Please be aware that if you are reading your workflow from a file system that is not a KNIME file system,
i.e. a remote file system that is not KNIME Server or your local system standard file system,
you will be able to read the workflows that are saved as .knwf
files.
It is not possible to read KNIME components. |
Configuration options of the Workflow Reader node
In the Settings tab of the configuration dialog of the Workflow Reader node, not only you can choose the workflow location from which read the workflow but also, under Read options pane you can:
-
Under Workflow name: choose a name for the workflow you read in
-
Check Remove input and output nodes: remove all Container Input and Container Output nodes from the workflow you read in. These nodes are then implicitly represented, allowing you to, e.g., combine the resulting workflow segment with other workflow segments via the new implicit input and output ports via the Workflow Combiner node, or to execute the workflow segment providing the desired input data via the Workflow Executor node. You can then assign an Input ID prefix and/or an Output ID prefix to the implicit input and output ports of the workflow segment. The input and output IDs will then be created as follows:
"<Input ID prefix>n"
and"<Output ID prefix>m"
withn
andm
run from 1 to the maximum number of input/output ports.
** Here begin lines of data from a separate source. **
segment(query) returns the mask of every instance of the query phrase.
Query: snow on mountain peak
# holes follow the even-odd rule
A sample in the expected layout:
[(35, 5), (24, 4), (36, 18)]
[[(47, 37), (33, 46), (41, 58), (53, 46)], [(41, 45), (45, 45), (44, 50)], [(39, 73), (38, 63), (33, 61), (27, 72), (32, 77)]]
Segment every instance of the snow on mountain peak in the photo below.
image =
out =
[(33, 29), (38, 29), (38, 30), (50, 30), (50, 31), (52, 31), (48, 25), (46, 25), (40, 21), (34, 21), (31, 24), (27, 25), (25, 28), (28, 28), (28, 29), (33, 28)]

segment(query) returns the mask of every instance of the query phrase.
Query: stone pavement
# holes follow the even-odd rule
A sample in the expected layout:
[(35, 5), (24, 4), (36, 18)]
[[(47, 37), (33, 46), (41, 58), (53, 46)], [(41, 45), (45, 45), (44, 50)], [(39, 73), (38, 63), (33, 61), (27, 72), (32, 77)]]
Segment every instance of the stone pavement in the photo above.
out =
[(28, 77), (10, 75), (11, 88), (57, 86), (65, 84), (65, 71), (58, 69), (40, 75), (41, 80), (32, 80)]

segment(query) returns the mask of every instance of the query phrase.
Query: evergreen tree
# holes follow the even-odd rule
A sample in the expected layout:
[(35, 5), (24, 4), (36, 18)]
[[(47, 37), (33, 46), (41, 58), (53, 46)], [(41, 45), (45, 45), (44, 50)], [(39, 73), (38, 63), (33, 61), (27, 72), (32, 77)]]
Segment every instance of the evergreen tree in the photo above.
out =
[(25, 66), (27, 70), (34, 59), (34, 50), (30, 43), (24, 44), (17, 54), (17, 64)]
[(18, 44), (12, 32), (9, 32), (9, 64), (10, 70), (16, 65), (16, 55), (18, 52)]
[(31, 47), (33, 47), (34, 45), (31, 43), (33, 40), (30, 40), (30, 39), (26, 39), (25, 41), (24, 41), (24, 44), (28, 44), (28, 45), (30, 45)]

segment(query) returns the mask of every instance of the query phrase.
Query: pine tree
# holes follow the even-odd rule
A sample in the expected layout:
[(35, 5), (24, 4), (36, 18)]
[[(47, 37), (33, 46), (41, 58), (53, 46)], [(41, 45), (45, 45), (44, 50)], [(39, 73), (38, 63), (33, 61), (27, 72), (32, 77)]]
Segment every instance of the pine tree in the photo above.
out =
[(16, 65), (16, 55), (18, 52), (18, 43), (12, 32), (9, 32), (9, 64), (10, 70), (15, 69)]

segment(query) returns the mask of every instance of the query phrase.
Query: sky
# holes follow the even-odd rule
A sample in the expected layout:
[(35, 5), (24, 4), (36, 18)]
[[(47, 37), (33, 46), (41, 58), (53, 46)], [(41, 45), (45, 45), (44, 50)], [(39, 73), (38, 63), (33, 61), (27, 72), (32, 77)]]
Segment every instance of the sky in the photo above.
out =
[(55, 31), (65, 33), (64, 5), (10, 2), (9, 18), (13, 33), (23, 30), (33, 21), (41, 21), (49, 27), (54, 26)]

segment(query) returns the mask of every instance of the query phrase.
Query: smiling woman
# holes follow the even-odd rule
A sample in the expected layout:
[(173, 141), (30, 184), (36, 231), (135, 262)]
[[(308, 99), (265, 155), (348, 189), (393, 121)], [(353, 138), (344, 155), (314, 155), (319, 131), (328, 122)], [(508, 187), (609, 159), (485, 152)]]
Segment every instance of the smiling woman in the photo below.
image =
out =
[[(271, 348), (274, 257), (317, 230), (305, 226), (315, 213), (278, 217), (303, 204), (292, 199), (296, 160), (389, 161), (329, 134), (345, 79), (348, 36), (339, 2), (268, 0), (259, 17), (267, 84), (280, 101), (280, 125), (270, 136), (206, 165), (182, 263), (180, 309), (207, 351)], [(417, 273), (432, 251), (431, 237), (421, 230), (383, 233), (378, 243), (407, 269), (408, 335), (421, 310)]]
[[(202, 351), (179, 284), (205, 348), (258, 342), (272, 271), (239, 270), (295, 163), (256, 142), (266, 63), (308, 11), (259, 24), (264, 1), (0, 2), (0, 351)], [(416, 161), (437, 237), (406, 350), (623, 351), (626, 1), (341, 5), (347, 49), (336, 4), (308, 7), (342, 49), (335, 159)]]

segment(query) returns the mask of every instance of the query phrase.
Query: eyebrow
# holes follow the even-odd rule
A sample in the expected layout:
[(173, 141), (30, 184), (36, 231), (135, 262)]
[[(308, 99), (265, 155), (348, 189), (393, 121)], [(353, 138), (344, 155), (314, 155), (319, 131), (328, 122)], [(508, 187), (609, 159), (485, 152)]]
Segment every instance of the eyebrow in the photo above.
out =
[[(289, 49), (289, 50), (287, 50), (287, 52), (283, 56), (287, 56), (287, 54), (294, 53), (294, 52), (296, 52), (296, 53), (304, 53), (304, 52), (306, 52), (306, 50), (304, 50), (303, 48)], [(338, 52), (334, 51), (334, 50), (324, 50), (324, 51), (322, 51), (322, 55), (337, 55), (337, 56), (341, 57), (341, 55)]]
Execute a production workflow deployed to KNIME Server
You can execute a production workflow:
-
On KNIME Server or on KNIME WebPortal
-
On KNIME Server from the KNIME Analytics Platform client. In this way you can also provide additional data in case you want to run the production workflow on new data. To do this you can use a Call Workflow node, connected to the KNIME Server Connection node via the KNIME Server connection port. If needed, i.e. if no input data was stored with the production workflow, input data have to be provided, as shown in Figure 18.
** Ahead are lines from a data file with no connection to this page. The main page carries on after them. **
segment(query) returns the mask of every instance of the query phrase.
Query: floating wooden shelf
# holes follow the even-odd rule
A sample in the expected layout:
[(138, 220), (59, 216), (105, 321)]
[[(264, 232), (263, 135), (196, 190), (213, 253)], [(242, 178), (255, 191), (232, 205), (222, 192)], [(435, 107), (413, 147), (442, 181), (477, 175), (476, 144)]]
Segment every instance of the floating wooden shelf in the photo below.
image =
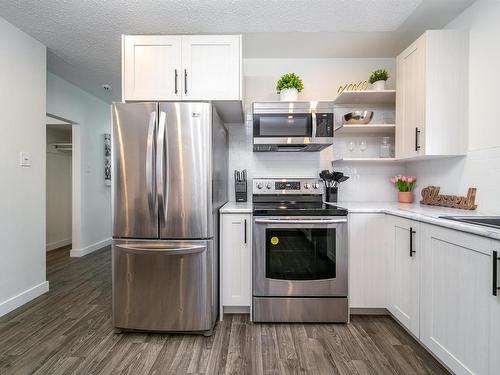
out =
[(334, 105), (394, 105), (396, 90), (344, 91), (333, 101)]
[(335, 129), (335, 134), (392, 134), (395, 130), (394, 124), (353, 124), (339, 126)]

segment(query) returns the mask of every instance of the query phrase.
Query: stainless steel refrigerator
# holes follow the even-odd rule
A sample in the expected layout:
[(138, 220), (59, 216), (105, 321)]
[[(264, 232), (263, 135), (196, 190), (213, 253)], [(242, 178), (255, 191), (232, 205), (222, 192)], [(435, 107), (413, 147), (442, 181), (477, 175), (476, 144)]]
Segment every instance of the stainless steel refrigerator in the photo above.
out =
[(210, 102), (112, 106), (113, 324), (211, 334), (227, 130)]

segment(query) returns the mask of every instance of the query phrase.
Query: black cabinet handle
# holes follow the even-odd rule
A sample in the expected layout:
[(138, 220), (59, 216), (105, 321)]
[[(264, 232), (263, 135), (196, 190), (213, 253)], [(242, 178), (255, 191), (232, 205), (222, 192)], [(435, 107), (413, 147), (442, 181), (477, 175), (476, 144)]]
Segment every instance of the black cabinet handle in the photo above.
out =
[(175, 95), (177, 95), (177, 93), (179, 92), (179, 90), (177, 89), (177, 77), (179, 76), (179, 74), (177, 74), (177, 69), (175, 69)]
[(413, 250), (413, 235), (417, 233), (416, 231), (413, 230), (413, 227), (410, 227), (410, 256), (412, 257), (413, 254), (416, 253), (415, 250)]
[(188, 72), (184, 69), (184, 94), (188, 93)]
[(498, 261), (500, 260), (500, 258), (498, 258), (498, 251), (493, 251), (492, 258), (493, 258), (493, 277), (492, 277), (492, 280), (493, 280), (493, 289), (492, 289), (492, 291), (493, 291), (493, 295), (497, 296), (498, 295), (498, 291), (500, 290), (500, 287), (497, 284), (497, 280), (498, 280)]
[(245, 219), (245, 243), (247, 243), (247, 219)]
[(420, 138), (420, 130), (418, 130), (418, 128), (415, 128), (415, 151), (420, 150), (420, 145), (418, 142), (419, 138)]

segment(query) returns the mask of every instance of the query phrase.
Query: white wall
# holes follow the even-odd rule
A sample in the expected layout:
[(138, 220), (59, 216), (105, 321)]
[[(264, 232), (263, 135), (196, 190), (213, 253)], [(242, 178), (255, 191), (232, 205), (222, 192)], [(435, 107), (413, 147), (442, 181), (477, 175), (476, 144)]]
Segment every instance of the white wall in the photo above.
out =
[(59, 151), (54, 143), (71, 143), (71, 125), (47, 127), (46, 249), (71, 244), (71, 152)]
[[(0, 18), (0, 315), (45, 278), (45, 47)], [(19, 153), (31, 153), (31, 167)]]
[(73, 244), (71, 254), (85, 255), (107, 245), (111, 238), (111, 191), (104, 184), (103, 140), (103, 134), (111, 132), (110, 107), (95, 96), (48, 73), (47, 112), (79, 124), (81, 233), (80, 242)]
[[(252, 152), (251, 104), (254, 101), (279, 100), (276, 81), (288, 72), (297, 73), (304, 82), (299, 100), (333, 100), (341, 84), (368, 79), (370, 73), (386, 68), (396, 76), (395, 59), (245, 59), (243, 62), (245, 126), (230, 124), (229, 180), (230, 200), (234, 200), (234, 169), (247, 169), (253, 177), (318, 177), (331, 167), (333, 147), (312, 153)], [(388, 88), (394, 87), (393, 79)], [(341, 200), (394, 200), (393, 187), (386, 183), (391, 175), (402, 172), (402, 164), (373, 165), (342, 163), (335, 170), (351, 176), (340, 189)], [(376, 186), (376, 189), (372, 187)], [(249, 197), (250, 198), (250, 197)]]
[[(477, 1), (447, 28), (469, 29), (469, 153), (466, 157), (408, 163), (418, 190), (437, 185), (463, 195), (477, 187), (479, 210), (500, 212), (500, 124), (495, 116), (500, 87), (499, 1)], [(460, 79), (460, 77), (457, 77)]]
Figure 18. An example workflow to execute the production workflow from KNIME Server with some input data
Execute a production workflow locally
You can also execute the workflow locally by using the Workflow Executor node.
The Workflow Executor node can only execute a workflow that is captured from the same workflow the Workflow Executor node is part of. |
The node ports match the input and output ports of the workflow. Connect the Workflow Executor node to the output workflow object port of the workflow you want to write, i.e. the output workflow object port of Workflow Combiner node or Capture Workflow End node, and, if needed, the input data port to a data table. An example is shown in Figure 19.
You can adjust the needed input and output ports to match those of the workflow to be executed by opening the node configuration dialog shown in Figure 20, and clicking Auto-adjust ports (carried out on apply).
Extract the workflow summary
You can generate a workflow summary using the Workflow Summary Extractor node. It creates a document in either XML or JSON format which contains workflow meta data and makes it available at the node output as data table. The workflow summary is a detailed and structured description of a workflow including its structure, configuration of the nodes, port specifications, node and workflow annotations.
You can connect the input workflow port of the Workflow Summary Extractor node to any other output port of the same type to select the workflow to be processed.
In the configuration dialog of the Workflow Summary Extractor node you can choose the format of the output between JSON and XML and assign a name other than the default one to the column of the final table which will contain the workflow summary extracted.